Jak to nie widziałeś?Zapomniałeś o crystal west? znalazłam jej filmik:
Co prawda rąk nie prostuje do końca, ale za to mniej się buja niż ja-więc moim zdaniem technicznie jeśli porównać jej filmik i mój, jest ode mnie lepsza.Tyle,że dość wolno robi te kolejne powtórzenia-wygląda trochę tak,jakby męczyła te kolejne podciągnięcia, więc myślę,że gdybym miała z nią rywalizować w konkurencji typu max powtórzeń w określonym przedziale czasowym ( ale nie dłuższym niż minuta)to bym sobie raczej z nią poradziła-chociaż z drugiej strony kto wie w końcu filmik jest z 2009 roku...więc przez dwa lata na pewno się poprawiła.

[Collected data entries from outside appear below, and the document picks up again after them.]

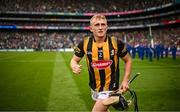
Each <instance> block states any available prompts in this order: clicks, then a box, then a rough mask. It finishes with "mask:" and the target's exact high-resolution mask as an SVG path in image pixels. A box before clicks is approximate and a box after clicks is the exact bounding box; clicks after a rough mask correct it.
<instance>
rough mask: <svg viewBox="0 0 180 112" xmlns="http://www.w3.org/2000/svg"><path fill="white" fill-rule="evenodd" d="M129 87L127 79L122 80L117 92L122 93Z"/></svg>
mask: <svg viewBox="0 0 180 112" xmlns="http://www.w3.org/2000/svg"><path fill="white" fill-rule="evenodd" d="M128 89H129V84H128V81H122V83H121V85H120V87H119V92H120V93H124V92H126V91H127V90H128Z"/></svg>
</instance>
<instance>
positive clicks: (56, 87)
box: [0, 52, 180, 111]
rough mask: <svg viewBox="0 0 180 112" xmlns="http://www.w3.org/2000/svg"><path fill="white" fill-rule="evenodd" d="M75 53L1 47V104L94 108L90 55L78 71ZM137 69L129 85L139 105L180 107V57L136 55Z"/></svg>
mask: <svg viewBox="0 0 180 112" xmlns="http://www.w3.org/2000/svg"><path fill="white" fill-rule="evenodd" d="M72 55H73V53H60V52H18V53H17V52H0V110H1V111H3V110H4V111H11V110H13V111H19V110H21V111H26V110H27V111H90V110H91V108H92V106H93V101H92V99H91V96H90V89H89V87H88V74H87V67H86V63H85V59H83V60H82V61H81V64H82V65H83V70H82V73H81V74H80V75H79V76H77V75H74V74H73V73H72V72H71V70H70V67H69V63H70V59H71V57H72ZM120 63H121V64H120V66H121V67H120V68H121V74H123V69H124V67H122V66H123V63H122V61H121V62H120ZM137 72H140V73H141V75H140V76H138V77H137V79H136V80H134V81H133V82H132V84H131V85H130V88H131V89H133V90H135V91H136V92H137V96H138V103H139V110H141V111H180V101H179V100H180V58H177V60H176V61H173V60H172V59H171V58H168V59H161V60H160V61H156V60H154V61H153V62H149V61H147V60H144V61H141V60H139V59H134V60H133V71H132V73H133V74H135V73H137ZM121 77H122V76H121Z"/></svg>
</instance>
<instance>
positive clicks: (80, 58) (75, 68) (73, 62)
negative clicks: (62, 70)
mask: <svg viewBox="0 0 180 112" xmlns="http://www.w3.org/2000/svg"><path fill="white" fill-rule="evenodd" d="M81 59H82V58H80V57H77V56H76V55H74V56H73V57H72V59H71V62H70V66H71V69H72V71H73V73H75V74H80V73H81V65H79V62H80V60H81Z"/></svg>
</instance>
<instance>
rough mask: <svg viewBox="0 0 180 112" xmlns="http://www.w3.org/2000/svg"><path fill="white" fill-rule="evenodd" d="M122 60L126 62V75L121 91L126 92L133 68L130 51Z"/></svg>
mask: <svg viewBox="0 0 180 112" xmlns="http://www.w3.org/2000/svg"><path fill="white" fill-rule="evenodd" d="M122 60H123V61H124V62H125V70H124V77H123V80H122V83H121V86H120V91H122V92H125V91H127V90H128V88H129V85H128V81H129V77H130V74H131V69H132V59H131V56H130V55H129V53H128V54H127V55H126V56H124V57H123V58H122Z"/></svg>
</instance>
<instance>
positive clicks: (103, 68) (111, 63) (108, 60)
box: [91, 60, 113, 70]
mask: <svg viewBox="0 0 180 112" xmlns="http://www.w3.org/2000/svg"><path fill="white" fill-rule="evenodd" d="M112 62H113V61H112V60H98V61H92V62H91V66H92V67H93V68H97V69H100V70H101V69H105V68H107V67H109V66H111V64H112Z"/></svg>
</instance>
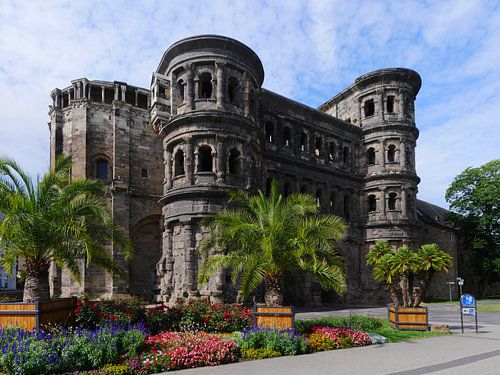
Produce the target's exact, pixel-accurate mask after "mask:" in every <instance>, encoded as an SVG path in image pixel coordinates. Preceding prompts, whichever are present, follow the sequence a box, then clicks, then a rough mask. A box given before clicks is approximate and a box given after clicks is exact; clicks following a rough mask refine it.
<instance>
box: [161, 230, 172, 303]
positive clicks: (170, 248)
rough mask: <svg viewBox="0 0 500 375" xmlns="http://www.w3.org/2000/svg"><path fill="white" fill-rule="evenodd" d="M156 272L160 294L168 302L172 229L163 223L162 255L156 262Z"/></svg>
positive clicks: (161, 298) (171, 271) (169, 288)
mask: <svg viewBox="0 0 500 375" xmlns="http://www.w3.org/2000/svg"><path fill="white" fill-rule="evenodd" d="M157 273H158V276H160V294H161V299H162V300H163V301H164V302H168V301H169V300H170V297H171V295H172V291H173V289H174V284H173V276H174V256H173V253H172V229H171V228H169V227H168V224H165V231H164V232H163V255H162V257H161V260H160V262H158V264H157Z"/></svg>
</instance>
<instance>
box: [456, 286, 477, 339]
mask: <svg viewBox="0 0 500 375" xmlns="http://www.w3.org/2000/svg"><path fill="white" fill-rule="evenodd" d="M464 315H474V320H475V322H476V333H478V329H477V301H476V299H475V298H474V297H473V296H472V295H470V294H462V296H461V297H460V324H461V326H462V333H464Z"/></svg>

Dla odmiany ja drążek zaczęłam ćwiczyć na przełomie 2009/ 2010, początkowo m.in.z nastawieniem żeby pobić rekord pewnej znanej mi osobiście osoby, a potem tą panią(żeby było zabawniej to nie wiedziałam wtedy, że to mistrzyni-dowiedziałam się kilka dni temu z artykułu który mi przytoczyłeś )i w końcu dojść do 50 powtórzeń.